Des conseils juridiques sont disponibles sur les différents canaux des manifestants, appelant à «éviter tout ce qui pourrait être considéré comme un délit d'entrave à la circulation (2 ans de prison)» et demandant la discrétion «jusqu'au point d'arrivée de la manifestation en tant que telle. Les premiers convois arrivés aujourd'hui à Paris ont fait l'objet de contrôles abusifs, relevés d'identité, de plaque d'immatriculation, etc., parce qu'ils étaient très facilement identifiables, pas suffisamment nombreux, et prenaient les grands axes», peut-on lire sur les groupes Facebook et boucles Telegram.

«Tout signe trop visible, accompagné d'un ralentissement volontaire de la circulation (par exemple en dessous des limites légales en autoroute) sera utilisé comme prétexte à des contrôles abusifs, voire à la saisine de votre véhicule et à des placements en garde à vue abusifs afin de vous empêcher de manifester», précisent les organisateurs.

Les profils, rappelant les «gilets jaunes»

Comme pour les débuts des «gilets jaunes», également lancés sur les réseaux sociaux, il est difficile d'établir un profil sociologique unique tant les contestations sont diverses. «Il n'y a pas de classes spécifiques», analyse auprès du Figaro le sociologue Michel Maffesoli. Pour Frédérick Lemarchand, directeur du Centre de recherche Risques et vulnérabilités (CERREV) de Caen, ces mouvements n'ont pas «l'idée de renverser quoi que ce soit, mais d'apparaître et de proposer, voire d'attirer l'attention des médias dans l'espoir de trouver une solution politique à un problème politique».

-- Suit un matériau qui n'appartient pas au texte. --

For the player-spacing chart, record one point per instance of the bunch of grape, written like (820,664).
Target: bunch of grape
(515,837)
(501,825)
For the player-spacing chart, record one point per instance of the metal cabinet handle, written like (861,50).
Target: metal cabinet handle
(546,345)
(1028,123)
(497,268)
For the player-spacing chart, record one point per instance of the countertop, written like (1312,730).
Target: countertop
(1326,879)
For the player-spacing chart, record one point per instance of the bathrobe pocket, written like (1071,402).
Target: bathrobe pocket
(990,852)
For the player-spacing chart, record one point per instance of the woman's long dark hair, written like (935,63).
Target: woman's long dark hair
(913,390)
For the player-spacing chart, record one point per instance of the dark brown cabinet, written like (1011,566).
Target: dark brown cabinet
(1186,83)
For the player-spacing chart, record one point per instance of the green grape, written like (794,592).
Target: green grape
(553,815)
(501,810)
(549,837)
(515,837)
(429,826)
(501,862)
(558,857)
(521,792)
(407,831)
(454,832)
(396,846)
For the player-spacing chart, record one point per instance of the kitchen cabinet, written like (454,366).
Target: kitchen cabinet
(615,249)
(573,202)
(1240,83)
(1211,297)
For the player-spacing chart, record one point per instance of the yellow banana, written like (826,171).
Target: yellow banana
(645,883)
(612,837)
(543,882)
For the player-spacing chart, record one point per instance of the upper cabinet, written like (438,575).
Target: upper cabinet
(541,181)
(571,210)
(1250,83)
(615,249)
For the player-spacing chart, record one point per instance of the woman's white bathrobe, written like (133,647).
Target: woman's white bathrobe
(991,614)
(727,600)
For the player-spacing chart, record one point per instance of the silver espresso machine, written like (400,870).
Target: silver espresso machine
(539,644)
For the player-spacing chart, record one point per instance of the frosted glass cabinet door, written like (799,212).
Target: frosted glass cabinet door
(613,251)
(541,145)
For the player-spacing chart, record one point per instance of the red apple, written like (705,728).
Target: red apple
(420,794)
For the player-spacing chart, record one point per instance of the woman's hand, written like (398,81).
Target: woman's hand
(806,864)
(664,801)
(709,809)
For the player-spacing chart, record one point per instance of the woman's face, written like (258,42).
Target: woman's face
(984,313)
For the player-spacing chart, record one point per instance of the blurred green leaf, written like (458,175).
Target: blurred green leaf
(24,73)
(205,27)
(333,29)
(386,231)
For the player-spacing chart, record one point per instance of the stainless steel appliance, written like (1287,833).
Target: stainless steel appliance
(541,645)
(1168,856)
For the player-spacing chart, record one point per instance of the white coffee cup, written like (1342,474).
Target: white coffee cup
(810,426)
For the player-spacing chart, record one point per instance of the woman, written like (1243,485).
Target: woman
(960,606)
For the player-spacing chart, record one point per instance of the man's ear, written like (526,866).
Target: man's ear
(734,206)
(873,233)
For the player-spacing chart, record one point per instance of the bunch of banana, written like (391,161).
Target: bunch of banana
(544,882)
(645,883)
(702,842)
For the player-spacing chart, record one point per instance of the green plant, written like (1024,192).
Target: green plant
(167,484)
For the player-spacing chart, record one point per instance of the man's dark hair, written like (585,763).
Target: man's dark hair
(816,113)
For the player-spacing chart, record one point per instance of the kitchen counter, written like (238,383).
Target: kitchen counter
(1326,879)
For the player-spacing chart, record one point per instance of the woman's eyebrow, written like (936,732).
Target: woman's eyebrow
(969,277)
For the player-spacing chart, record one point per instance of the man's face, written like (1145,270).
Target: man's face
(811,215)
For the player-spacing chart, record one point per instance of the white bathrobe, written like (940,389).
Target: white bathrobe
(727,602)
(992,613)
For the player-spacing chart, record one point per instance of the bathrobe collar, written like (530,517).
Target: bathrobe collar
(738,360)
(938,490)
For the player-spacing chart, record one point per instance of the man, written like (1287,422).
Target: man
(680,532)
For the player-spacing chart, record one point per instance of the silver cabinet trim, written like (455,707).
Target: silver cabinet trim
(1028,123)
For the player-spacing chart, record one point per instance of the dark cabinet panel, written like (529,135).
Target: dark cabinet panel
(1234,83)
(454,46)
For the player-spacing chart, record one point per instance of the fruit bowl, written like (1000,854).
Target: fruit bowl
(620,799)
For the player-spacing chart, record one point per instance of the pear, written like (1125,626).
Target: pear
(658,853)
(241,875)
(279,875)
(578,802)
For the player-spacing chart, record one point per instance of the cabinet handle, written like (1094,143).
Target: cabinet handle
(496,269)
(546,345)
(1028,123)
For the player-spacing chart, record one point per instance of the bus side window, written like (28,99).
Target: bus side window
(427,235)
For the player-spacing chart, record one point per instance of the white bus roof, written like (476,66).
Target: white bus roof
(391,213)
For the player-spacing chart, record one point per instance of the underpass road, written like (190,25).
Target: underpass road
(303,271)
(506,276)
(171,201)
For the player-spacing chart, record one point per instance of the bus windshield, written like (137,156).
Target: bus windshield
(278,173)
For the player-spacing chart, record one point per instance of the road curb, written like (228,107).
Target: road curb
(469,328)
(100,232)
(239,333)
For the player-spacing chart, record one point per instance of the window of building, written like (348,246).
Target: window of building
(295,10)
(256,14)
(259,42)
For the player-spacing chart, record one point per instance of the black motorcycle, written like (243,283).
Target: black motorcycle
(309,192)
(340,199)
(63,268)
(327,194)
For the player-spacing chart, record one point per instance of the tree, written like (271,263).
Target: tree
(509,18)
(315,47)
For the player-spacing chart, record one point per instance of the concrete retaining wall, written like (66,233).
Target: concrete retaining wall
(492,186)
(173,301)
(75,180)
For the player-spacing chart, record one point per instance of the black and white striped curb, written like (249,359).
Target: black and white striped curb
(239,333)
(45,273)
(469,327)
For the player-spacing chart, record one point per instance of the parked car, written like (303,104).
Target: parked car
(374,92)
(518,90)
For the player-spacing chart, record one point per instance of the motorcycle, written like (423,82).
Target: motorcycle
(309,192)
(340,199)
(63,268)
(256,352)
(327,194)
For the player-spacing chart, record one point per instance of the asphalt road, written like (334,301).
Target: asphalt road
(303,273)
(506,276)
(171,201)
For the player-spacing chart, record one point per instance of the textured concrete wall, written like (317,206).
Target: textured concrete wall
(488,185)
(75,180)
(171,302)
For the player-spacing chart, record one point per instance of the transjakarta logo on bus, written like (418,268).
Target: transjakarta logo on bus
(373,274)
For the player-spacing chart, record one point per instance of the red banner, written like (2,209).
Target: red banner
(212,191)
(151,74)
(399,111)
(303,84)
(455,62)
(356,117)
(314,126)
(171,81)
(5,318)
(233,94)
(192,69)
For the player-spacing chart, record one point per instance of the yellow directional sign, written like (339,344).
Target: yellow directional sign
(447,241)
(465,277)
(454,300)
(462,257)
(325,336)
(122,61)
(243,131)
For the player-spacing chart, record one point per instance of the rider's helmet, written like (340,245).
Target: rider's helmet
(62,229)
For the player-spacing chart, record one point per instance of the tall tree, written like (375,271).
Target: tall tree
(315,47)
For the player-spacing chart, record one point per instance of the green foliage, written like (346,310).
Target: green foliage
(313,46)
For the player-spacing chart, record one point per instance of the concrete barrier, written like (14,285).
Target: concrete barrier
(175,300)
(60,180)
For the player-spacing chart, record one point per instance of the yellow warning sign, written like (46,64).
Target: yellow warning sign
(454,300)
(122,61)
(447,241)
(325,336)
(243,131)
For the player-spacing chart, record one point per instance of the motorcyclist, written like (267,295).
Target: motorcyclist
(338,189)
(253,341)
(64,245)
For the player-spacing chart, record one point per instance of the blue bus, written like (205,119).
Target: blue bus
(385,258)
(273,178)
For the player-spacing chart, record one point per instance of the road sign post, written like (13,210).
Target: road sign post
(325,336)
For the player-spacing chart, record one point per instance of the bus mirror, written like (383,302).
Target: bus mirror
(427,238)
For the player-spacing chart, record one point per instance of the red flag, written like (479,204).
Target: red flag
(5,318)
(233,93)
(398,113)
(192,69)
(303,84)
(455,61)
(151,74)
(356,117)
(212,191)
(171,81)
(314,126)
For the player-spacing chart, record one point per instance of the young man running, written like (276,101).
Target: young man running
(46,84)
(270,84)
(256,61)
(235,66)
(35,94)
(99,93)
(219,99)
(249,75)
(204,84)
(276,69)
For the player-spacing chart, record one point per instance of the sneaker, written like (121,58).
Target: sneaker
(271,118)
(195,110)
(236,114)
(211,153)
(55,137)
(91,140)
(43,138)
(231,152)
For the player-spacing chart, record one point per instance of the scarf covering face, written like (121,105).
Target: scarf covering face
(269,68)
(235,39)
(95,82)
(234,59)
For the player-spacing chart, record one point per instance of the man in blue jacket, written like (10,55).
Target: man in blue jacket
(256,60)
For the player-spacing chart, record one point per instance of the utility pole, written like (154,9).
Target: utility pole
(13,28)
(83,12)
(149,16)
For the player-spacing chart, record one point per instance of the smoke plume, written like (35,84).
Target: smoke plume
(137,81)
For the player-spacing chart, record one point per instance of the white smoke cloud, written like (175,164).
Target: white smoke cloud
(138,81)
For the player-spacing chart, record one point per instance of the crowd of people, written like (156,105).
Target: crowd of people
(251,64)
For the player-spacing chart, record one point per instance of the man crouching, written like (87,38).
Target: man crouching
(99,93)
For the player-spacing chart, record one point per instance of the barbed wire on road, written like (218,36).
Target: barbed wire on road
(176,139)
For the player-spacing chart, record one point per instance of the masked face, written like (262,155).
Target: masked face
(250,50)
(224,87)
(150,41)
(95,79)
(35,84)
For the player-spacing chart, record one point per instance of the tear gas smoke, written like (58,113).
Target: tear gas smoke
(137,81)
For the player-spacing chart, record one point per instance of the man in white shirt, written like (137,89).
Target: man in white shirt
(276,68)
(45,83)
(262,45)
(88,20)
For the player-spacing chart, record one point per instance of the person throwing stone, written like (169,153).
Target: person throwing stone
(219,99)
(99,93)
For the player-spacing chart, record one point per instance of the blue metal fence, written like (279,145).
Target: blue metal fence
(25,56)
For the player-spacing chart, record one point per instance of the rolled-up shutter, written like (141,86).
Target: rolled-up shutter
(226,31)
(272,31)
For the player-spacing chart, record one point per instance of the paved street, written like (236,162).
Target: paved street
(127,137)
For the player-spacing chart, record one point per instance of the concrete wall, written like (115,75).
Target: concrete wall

«Ce mouvement est difficile à cerner parce qu'il transcende les anciennes divisions politiques», poursuit-il. Pour lui, cette contestation, cristallisée aujourd'hui avec les mesures sanitaires, traduit un profond rejet du modèle de société dans lequel «nombre ne se reconnaissent plus». Mais sans traduction politique, ces manifestations pourraient «se reproduire voire se radicaliser».